El abuelo se murió poco después de mi nacimiento, creo que sus últimos años fueron una tortura, porque estaba postrado y se puso más autoritario.

Pienso que si no le daban bola él no podía hacer nada, como si yo no quisiera mirar a Lucía.  Pero creo que le tenían tanto miedo que lo atendían igual.  En cambio yo a Lucía la miro porque la quiero entender.

También pienso que le haría un montón de preguntas al abuelo si estuviera vivo.  Pero son cosas que no se pueden resolver.

Me puse a googlear una novela para adolescentes y todas las que me aparecen son las que la de lengua dijo que no podía elegir, seguro son las que lee la hija.  Igual no me interesan: todas de magia, de vampiros, o de pibes que se matan porque la vida es difícil.

Así que me llené de paciencia y le fui a preguntar a mi mamá, con todo lo que me cuesta, porque ella es muy buena, es muy amorosa, pero hace dos años que no se anima a salir de su pieza.  Yo sé que tiene miedo de morirse.

Antes era maestra.  Cuando yo estaba en primer grado ella era la seño de segundo.  Después  me cambiaron de escuela y pasados unos años empezó a sentir que se iba a morir.  Los médicos la revisaron por todos lados y le aseguraron que no, que no tenía nada para preocuparse, pero por las dudas le recetaron un montón de pastillas y se puso cada vez peor.  Pero ya no decía más nada.  Cuando conversa con Lucía lo hace lentamente, me imagino que si dijera las palabras sería como los discos viejos, con los sonidos estirados.

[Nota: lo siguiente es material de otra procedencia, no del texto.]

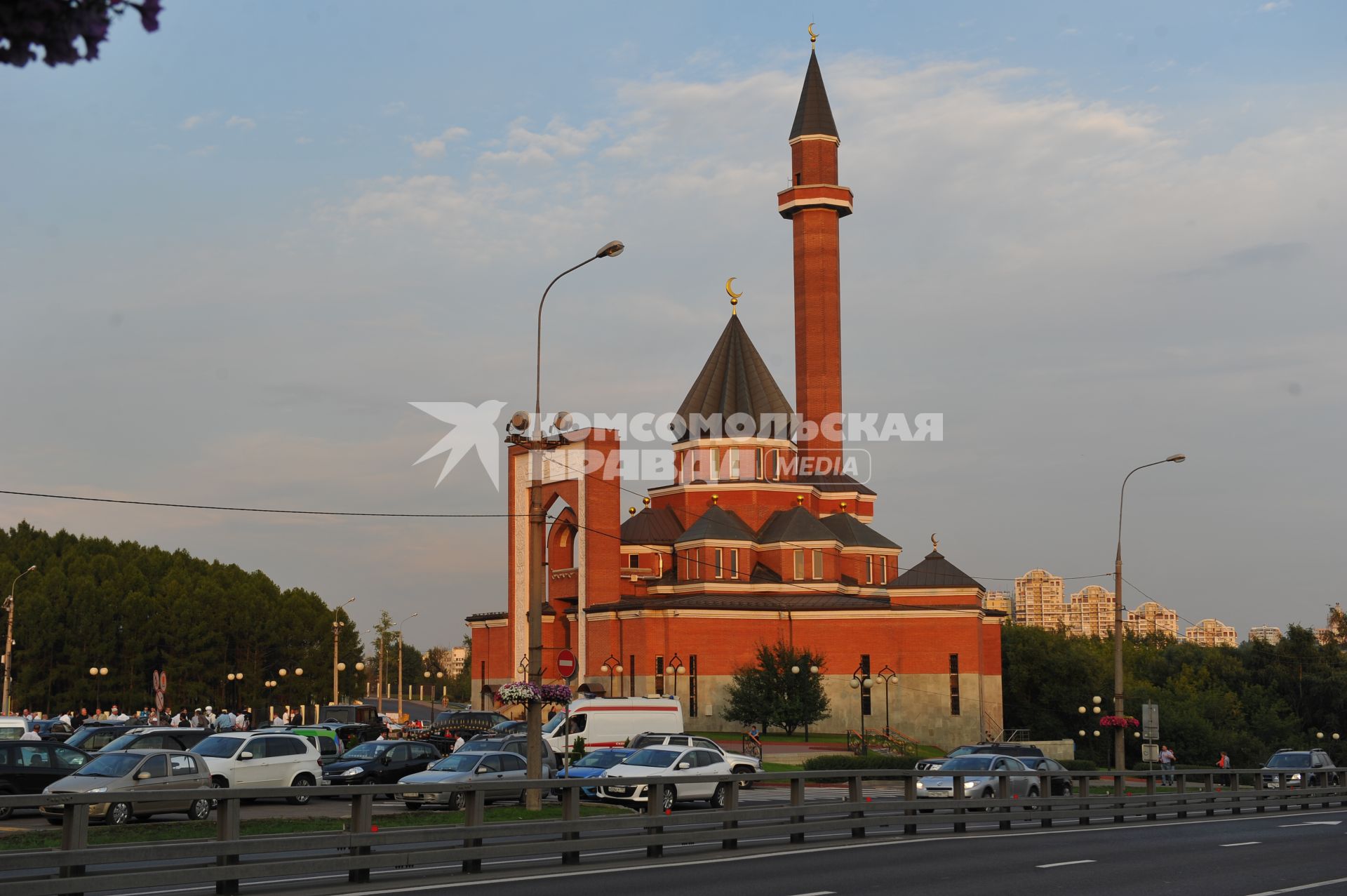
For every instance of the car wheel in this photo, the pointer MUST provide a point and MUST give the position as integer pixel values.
(301, 799)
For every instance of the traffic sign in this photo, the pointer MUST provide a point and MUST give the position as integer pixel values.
(566, 663)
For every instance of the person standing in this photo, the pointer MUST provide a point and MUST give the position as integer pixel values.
(1167, 764)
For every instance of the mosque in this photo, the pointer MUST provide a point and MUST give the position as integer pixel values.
(761, 538)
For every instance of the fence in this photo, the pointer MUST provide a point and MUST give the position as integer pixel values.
(229, 859)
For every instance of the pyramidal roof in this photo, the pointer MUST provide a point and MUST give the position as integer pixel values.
(935, 572)
(814, 115)
(736, 380)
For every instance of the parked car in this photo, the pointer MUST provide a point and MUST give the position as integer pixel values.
(147, 737)
(27, 767)
(593, 764)
(262, 759)
(1058, 786)
(464, 767)
(380, 763)
(740, 763)
(986, 747)
(516, 744)
(673, 763)
(1313, 768)
(53, 729)
(142, 773)
(978, 784)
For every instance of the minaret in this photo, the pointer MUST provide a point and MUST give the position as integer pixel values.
(814, 203)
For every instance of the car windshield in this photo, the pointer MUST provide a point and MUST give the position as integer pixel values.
(651, 758)
(598, 761)
(217, 747)
(370, 749)
(967, 763)
(1289, 761)
(111, 765)
(455, 763)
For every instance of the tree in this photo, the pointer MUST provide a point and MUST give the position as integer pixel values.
(57, 25)
(771, 694)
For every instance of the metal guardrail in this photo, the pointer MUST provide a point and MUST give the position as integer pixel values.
(229, 859)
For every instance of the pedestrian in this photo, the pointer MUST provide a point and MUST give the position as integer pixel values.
(1167, 763)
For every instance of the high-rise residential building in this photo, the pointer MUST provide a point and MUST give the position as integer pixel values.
(1039, 600)
(1212, 632)
(998, 601)
(1153, 619)
(1269, 634)
(1092, 612)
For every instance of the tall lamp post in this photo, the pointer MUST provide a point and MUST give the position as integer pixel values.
(1120, 733)
(401, 666)
(337, 627)
(8, 642)
(537, 443)
(612, 666)
(887, 676)
(861, 681)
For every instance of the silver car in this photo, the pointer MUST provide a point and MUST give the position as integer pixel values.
(142, 773)
(977, 780)
(487, 768)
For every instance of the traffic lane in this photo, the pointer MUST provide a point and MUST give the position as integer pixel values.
(1237, 856)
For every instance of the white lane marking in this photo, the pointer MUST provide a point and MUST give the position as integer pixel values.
(1295, 890)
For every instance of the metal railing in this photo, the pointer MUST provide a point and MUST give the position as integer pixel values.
(893, 802)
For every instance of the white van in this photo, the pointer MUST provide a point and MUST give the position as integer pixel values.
(609, 721)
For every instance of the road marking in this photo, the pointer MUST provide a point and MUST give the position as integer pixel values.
(1295, 890)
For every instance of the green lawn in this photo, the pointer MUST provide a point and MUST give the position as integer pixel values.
(205, 830)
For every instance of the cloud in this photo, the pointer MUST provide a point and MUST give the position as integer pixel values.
(434, 147)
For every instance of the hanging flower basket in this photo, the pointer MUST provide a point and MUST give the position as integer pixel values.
(1120, 721)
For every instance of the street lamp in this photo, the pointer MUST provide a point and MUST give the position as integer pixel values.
(99, 673)
(675, 669)
(8, 641)
(537, 533)
(337, 627)
(612, 666)
(861, 681)
(1118, 732)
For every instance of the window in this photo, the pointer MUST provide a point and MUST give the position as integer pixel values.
(954, 683)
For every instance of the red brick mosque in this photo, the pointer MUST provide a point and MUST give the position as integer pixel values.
(760, 538)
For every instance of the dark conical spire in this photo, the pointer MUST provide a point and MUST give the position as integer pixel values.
(736, 380)
(814, 115)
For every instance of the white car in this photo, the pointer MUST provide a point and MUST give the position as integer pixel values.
(673, 763)
(262, 759)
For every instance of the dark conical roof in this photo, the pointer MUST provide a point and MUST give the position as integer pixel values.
(935, 572)
(814, 115)
(736, 380)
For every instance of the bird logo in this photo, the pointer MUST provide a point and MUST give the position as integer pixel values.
(474, 426)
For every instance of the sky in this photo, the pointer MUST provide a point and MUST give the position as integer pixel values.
(1089, 235)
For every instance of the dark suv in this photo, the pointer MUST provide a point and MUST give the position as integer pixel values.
(986, 747)
(1299, 768)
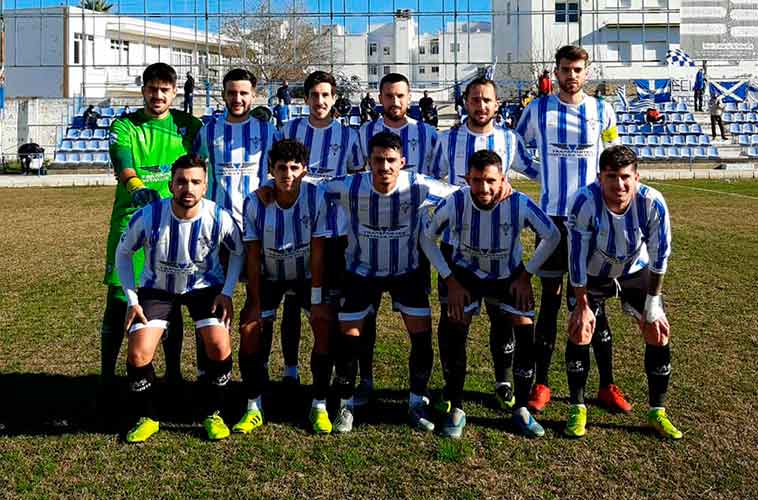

Me senté en su cama y me miró medio encandilada porque estaba en la oscuridad.  Le dije que necesitaba una novela, que la de lengua me estaba obligando, que no me interesaba nada.

Me agarró media mano, toda suavecita, y preguntó qué me podría resultar interesante.

Bueno, desempolvó el título docente, pensé.  Esa pregunta no es de una mamá.

Le dije que nada, se rió, le dije que en serio, nada.

Se incorporó despacito en la cama y se sentó como cuando éramos chiquitas con Luchi y nos leía.  Contaba los cuentos en tres idiomas a la vez: con las palabras habladas, con las señas y con los ojos, con esa alegría de cuando te gusta mucho lo que estás diciendo.

No me acuerdo cuánto hace que no nos lee un cuento pero hay uno que me voy a acordar siempre, de los animales del circo haciendo una huelga en contra de los humanos que los obligaban a trabajar. Pero esos eran cuentos para chiquitos, ahora necesitaba algo de grandes.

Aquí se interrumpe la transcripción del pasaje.